Le Conseil constitutionnel a été saisi le 27 mai 2021 d’un recours par plus de soixante députés contre la loi relative à la gestion de la sortie de crise sanitaire. Le Premier ministre a sollicité l’examen de ce texte selon la procédure d’urgence prévue par le troisième alinéa de l’article 61 de la Constitution française. Les requérants dénonçaient des atteintes aux libertés individuelles ainsi qu’une méconnaissance des règles de procédure législative lors de l’introduction du dispositif dit de passe sanitaire. La question de droit portait sur la proportionnalité des mesures de police sanitaire et la protection de la vie privée face aux impératifs de santé publique. Par sa décision n° 2021-819 DC du 31 mai 2021, la juridiction constitutionnelle a validé l’essentiel du texte sous une réserve d’interprétation concernant l’anonymisation des données numériques.
I. La validité des mesures de police sanitaire et l’instauration du passe sanitaire
A. Une compétence législative exercée dans le respect de l’intelligibilité de la loi
Les juges ont d’abord examiné la notion de « circulation active du virus » utilisée pour justifier des interdictions de déplacement ou des fermetures d’établissements recevant du public. Le législateur peut valablement renvoyer à des indicateurs techniques comme le taux d’incidence ou le facteur de reproduction pour définir avec précision l’intensité de l’épidémie. Cette approche garantit la clarté nécessaire à la mise en œuvre de mesures de police administrative par le Premier ministre sur certaines parties du territoire national. L’absence de seuils chiffrés directement inscrits dans la loi ne constitue pas une incompétence négative puisque le pouvoir réglementaire doit adapter ces critères évolutifs.

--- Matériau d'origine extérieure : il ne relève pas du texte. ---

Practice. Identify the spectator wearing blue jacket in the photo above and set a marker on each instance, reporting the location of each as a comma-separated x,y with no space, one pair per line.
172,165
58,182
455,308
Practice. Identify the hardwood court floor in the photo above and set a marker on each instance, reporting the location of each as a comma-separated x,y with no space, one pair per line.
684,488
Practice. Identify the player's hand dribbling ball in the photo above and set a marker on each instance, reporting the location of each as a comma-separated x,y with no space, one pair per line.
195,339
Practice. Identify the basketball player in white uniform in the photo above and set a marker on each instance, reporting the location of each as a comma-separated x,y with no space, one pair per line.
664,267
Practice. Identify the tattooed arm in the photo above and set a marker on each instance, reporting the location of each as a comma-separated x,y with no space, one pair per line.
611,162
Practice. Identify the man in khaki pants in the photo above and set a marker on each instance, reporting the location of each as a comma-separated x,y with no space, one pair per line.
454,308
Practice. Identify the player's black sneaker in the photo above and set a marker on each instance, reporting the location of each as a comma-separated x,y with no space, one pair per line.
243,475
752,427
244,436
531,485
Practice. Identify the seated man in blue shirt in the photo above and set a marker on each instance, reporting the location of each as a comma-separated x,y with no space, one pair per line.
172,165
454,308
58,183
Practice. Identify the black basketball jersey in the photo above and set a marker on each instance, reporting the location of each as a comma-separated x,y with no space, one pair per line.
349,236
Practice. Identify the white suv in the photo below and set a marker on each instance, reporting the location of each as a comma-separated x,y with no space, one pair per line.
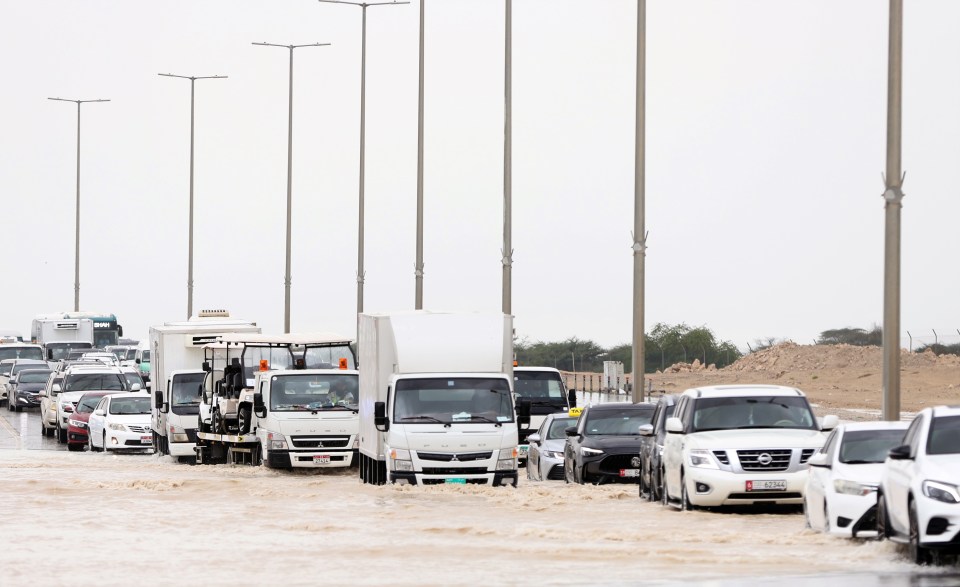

B. La conciliation équilibrée entre l’objectif de santé publique et les libertés individuelles
L’article 1er de la loi permet de subordonner l’accès à certains lieux à la présentation d’un justificatif vaccinal ou d’un test de dépistage virologique ne concluant pas à une contamination. Le Conseil estime que le législateur a poursuivi l’objectif de valeur constitutionnelle de protection de la santé publique face à un risque de propagation virale persistante. Les restrictions ne s’appliquent qu’aux grands rassemblements pour des activités de loisirs, excluant ainsi les activités politiques, syndicales ou cultuelles protégées par les textes fondamentaux. Cette mesure temporaire respecte la liberté d’aller et de venir ainsi que la liberté d’entreprendre sans porter une atteinte disproportionnée aux droits des citoyens français.
II. La protection des données personnelles et la régularité des procédures parlementaires
A. L’encadrement strict du transfert des informations vers le système national des données de santé
L’article 7 de la loi prévoit l’intégration des données recueillies durant la crise sanitaire au sein du système national des données de santé pour une durée prolongée. Les requérants craignaient une atteinte au respect de la vie privée en raison de la conservation de ces informations médicales sensibles pendant une période de vingt années. Le Conseil valide ce dispositif car il vise à « améliorer les connaissances sur le virus responsable de l’épidémie » tout en renforçant les moyens de lutte sanitaire. Toutefois, il émet une réserve d’interprétation exigeant que l’exclusion des données identifiantes s’étende « aux coordonnées de contact téléphonique ou électronique des intéressés » pour assurer leur anonymat.
B. Le rejet des griefs procéduraux relatifs aux amendements d’origine gouvernementale
Les députés soutenaient que l’introduction du passe sanitaire par voie d’amendement visait à contourner l’obligation de présenter une étude d’impact devant le Conseil d’État. La juridiction rappelle que l’article 39 de la Constitution n’impose ces formalités qu’aux projets de loi initiaux et non aux modifications proposées ultérieurement par le Gouvernement. Cette solution réaffirme le droit d’amendement de l’exécutif et du Parlement sans méconnaître les exigences constitutionnelles de clarté et de sincérité du débat législatif. La procédure est donc déclarée régulière car les parlementaires ont pu débattre librement de ces dispositions malgré l’urgence invoquée par le Premier ministre.